EUGENIA PAKIEŁA

On 4 May 1988 in Białystok Waldemar Monkiewicz, prosecutor for the District Prosecutor’s Office in Białystok, delegated to the District Commission for the Investigation of Hitlerite Crimes in Białystok by the Prosecutor General of the Polish People’s Republic, proceeding in accordance with the provisions of Article 2 of the Act of 6 April 1984 (Journal of Laws No. 21, item 98) and Article 129 of the Code of Criminal Procedure, interviewed the person named below as a witness. Having been advised of the criminal liability for making false statements, the witness confirmed with her own signature that she had been informed of this liability (Article 172 of the Code of Criminal Procedure). The witness then testified as follows:


Name and surname Eugenia Pakieła, née Jendrzejczuk
Parents’ names Franciszek and Aleksandra, correction: Stanisława
Date and place of birth 15 July 1924, Białe Szczepanowice
Place of residence Czyżew-Sutki, Czyżew commune
Occupation farmer
Education 7 years of elementary school
Criminal record for perjury none
Relationship to the parties none

My mother’s name was Stanisława, but she also used the name of Aleksandra. During the Hitlerite occupation I lived with my parents and siblings in the settlement of Czyżew-Sutki.

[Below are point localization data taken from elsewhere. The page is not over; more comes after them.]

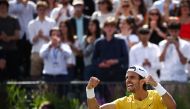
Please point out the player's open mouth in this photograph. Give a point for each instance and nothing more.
(130, 85)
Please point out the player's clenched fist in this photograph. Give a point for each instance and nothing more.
(93, 82)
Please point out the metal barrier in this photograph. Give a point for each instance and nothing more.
(105, 92)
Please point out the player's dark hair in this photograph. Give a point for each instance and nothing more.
(144, 85)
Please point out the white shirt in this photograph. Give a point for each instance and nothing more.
(34, 27)
(24, 13)
(172, 69)
(138, 53)
(55, 59)
(66, 13)
(159, 4)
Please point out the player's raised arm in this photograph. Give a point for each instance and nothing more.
(166, 97)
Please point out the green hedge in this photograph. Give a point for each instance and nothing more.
(18, 96)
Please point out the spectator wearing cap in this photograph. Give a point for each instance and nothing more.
(110, 57)
(63, 12)
(149, 57)
(141, 98)
(24, 10)
(156, 25)
(79, 24)
(39, 34)
(174, 55)
(55, 55)
(105, 9)
(9, 36)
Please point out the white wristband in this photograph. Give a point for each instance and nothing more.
(161, 91)
(90, 93)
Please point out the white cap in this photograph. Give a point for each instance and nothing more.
(139, 70)
(78, 2)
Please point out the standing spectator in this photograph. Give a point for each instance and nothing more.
(79, 23)
(149, 57)
(24, 10)
(156, 25)
(93, 34)
(139, 10)
(89, 7)
(184, 17)
(161, 5)
(67, 36)
(124, 9)
(174, 55)
(39, 34)
(52, 4)
(127, 26)
(141, 98)
(63, 12)
(55, 55)
(105, 9)
(3, 69)
(110, 57)
(9, 36)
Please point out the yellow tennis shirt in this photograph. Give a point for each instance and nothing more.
(152, 101)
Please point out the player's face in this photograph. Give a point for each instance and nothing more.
(132, 82)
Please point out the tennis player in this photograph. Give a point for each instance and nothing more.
(136, 80)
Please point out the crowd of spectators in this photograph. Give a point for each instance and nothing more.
(65, 40)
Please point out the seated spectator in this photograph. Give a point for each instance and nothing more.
(104, 10)
(55, 55)
(124, 9)
(39, 34)
(110, 57)
(63, 12)
(149, 53)
(174, 55)
(9, 36)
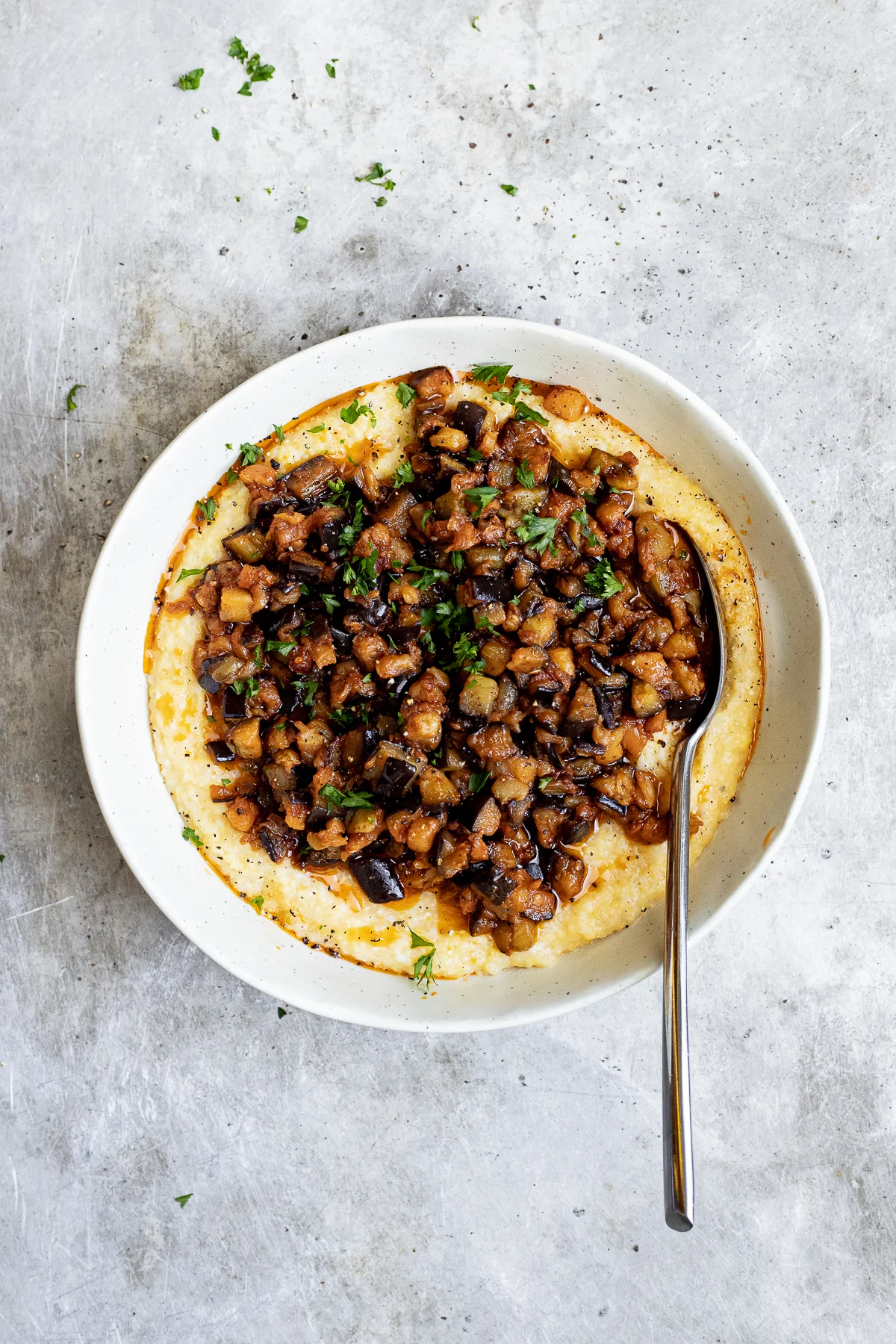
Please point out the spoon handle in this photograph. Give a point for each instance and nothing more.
(677, 1154)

I recall that, probably in the autumn of 1942, the Germans liquidated the Jewish ghetto in Czyżew and Jews approached us with a request for shelter. There were many of them, approximately eighteen. They begged us all for help. My parents and us couldn’t refuse. Those Jews knew my father well from before the war and clearly they must’ve previously come to some kind of an agreement. I am not aware if my parents were promised any compensation from the Jews for their sheltering. I don’t remember if they had any possessions with them. Many years have passed and the details have faded from my memory.

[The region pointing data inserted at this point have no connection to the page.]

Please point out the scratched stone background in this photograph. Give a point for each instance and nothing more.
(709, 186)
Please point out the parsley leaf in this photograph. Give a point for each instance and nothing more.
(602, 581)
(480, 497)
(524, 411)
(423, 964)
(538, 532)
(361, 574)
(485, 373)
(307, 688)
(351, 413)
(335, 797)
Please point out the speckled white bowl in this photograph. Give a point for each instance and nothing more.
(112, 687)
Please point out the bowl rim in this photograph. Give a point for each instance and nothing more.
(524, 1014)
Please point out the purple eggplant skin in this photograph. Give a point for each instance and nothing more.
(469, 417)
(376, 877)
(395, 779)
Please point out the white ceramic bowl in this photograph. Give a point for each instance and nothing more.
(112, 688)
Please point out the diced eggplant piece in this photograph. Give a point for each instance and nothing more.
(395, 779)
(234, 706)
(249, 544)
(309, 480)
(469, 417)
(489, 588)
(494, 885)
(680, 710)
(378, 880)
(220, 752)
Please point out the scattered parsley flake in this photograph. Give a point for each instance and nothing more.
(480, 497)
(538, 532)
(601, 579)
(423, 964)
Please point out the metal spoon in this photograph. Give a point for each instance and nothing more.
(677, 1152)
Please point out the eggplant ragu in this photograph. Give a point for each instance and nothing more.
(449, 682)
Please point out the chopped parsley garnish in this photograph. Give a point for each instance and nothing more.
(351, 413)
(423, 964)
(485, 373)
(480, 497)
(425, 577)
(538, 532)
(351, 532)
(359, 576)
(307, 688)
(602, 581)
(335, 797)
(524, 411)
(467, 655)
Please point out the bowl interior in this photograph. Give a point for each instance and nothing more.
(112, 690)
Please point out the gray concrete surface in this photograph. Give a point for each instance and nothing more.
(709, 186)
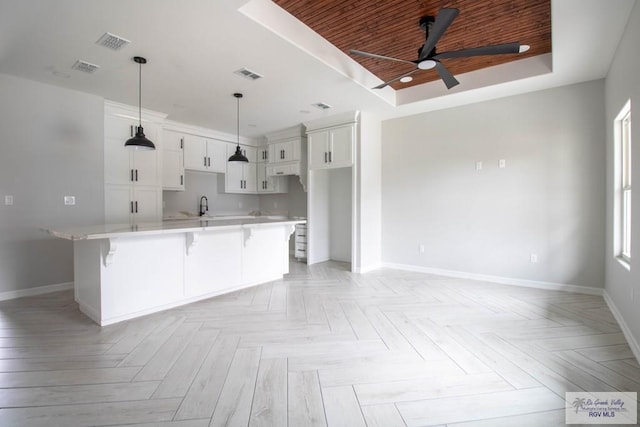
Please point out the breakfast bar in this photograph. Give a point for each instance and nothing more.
(125, 271)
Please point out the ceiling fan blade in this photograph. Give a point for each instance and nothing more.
(496, 49)
(443, 20)
(373, 55)
(385, 84)
(446, 75)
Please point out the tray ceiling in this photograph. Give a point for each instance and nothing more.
(391, 28)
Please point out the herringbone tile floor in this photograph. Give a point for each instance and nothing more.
(321, 347)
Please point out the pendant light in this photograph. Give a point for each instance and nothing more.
(238, 156)
(139, 141)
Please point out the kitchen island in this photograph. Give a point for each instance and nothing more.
(126, 271)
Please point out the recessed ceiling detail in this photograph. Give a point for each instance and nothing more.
(391, 28)
(85, 66)
(111, 41)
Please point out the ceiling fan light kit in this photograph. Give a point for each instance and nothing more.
(429, 58)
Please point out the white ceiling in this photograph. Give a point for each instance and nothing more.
(193, 47)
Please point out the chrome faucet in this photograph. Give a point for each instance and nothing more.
(204, 207)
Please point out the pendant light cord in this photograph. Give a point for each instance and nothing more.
(140, 94)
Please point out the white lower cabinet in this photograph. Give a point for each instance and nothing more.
(126, 204)
(214, 264)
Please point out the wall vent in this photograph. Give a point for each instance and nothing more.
(112, 41)
(85, 66)
(321, 105)
(245, 72)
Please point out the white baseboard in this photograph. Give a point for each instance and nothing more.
(368, 268)
(498, 279)
(633, 343)
(39, 290)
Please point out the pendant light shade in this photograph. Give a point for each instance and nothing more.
(238, 156)
(139, 141)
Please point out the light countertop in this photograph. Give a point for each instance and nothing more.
(106, 231)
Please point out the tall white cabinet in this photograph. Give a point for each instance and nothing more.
(332, 191)
(133, 180)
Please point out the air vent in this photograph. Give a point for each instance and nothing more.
(321, 106)
(112, 41)
(245, 72)
(85, 66)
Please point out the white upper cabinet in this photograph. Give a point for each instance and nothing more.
(203, 154)
(172, 160)
(133, 178)
(331, 148)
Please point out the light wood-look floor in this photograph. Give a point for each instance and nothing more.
(321, 347)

My mother cooked meals for the Jews with the help of us all and then we would deliver them to the hideouts where the Jews were staying. I remember it cost a lot of effort to feed everyone. We owned an 18-morgen farm at the time and worked on it together with our parents. The hideouts were under the floor of the house and under the floor of a nearby standalone cellar.

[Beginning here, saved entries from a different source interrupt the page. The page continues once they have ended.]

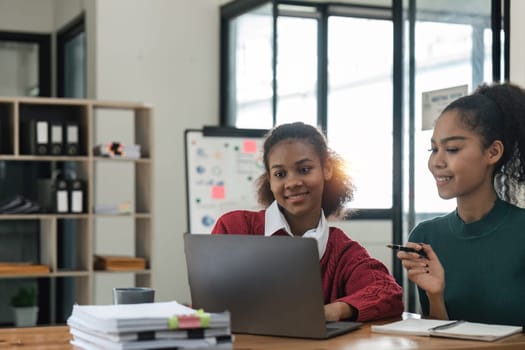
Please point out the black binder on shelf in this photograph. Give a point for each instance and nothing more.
(71, 139)
(56, 134)
(76, 196)
(36, 137)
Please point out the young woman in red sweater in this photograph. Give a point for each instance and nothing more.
(304, 183)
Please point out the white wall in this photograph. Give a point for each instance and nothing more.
(165, 53)
(517, 42)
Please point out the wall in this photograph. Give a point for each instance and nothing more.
(159, 53)
(517, 42)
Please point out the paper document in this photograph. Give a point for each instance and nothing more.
(448, 328)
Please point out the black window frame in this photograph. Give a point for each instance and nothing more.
(43, 41)
(64, 35)
(403, 85)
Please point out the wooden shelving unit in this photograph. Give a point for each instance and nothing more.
(78, 229)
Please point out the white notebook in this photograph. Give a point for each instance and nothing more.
(449, 329)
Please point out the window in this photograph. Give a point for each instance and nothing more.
(357, 69)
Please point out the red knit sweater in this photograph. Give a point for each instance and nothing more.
(349, 274)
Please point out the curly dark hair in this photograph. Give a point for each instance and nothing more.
(337, 191)
(497, 112)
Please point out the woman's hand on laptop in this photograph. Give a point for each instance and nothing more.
(338, 311)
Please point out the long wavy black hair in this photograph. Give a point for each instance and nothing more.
(497, 112)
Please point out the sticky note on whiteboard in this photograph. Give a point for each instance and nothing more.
(217, 192)
(249, 146)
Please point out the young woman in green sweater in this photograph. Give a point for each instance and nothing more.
(475, 264)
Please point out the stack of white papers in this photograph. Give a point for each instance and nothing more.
(148, 326)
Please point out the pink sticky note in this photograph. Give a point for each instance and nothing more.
(249, 146)
(217, 192)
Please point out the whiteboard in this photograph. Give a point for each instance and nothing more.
(222, 165)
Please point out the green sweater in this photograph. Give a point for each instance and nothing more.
(484, 264)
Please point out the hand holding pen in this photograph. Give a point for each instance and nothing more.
(398, 247)
(424, 269)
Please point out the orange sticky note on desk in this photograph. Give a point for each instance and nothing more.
(249, 146)
(217, 192)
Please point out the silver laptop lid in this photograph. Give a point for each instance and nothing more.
(270, 285)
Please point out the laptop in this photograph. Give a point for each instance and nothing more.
(270, 285)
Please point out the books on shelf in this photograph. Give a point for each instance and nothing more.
(448, 329)
(148, 326)
(119, 263)
(118, 150)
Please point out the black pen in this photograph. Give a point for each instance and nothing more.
(407, 249)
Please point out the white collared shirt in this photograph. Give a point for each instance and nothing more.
(274, 221)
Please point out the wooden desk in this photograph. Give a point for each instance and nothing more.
(57, 338)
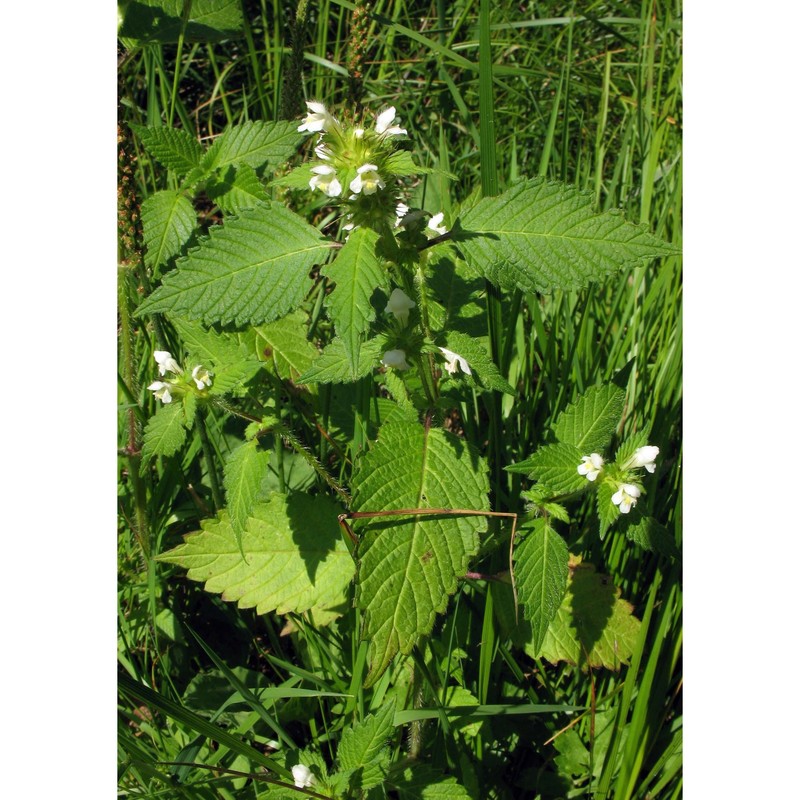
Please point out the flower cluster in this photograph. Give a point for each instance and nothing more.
(627, 494)
(351, 158)
(303, 777)
(164, 390)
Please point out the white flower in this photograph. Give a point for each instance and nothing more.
(166, 362)
(384, 121)
(323, 154)
(643, 457)
(161, 391)
(399, 304)
(626, 496)
(302, 776)
(367, 180)
(395, 359)
(325, 178)
(400, 212)
(454, 361)
(318, 119)
(435, 223)
(591, 466)
(201, 376)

On 20 March 1943 the German gendarmes from the station in Czyżew arrived to search our house. Seeing them, I quietly crept out of the house and escaped to the forest, returning only when it was all over. The gendarmes killed my father and three of the Jews we sheltered; the rest of the Jews they took with them and shot as well. I saw my father’s body, since it wasn’t buried yet. Initially it lay in the barn where my brothers moved it. I don’t remember anymore the gunshot wounds he received, I believe they were wounds to the head. The bodies of the Jews were already buried by then. I don’t know the names of the gendarmes who murdered my father.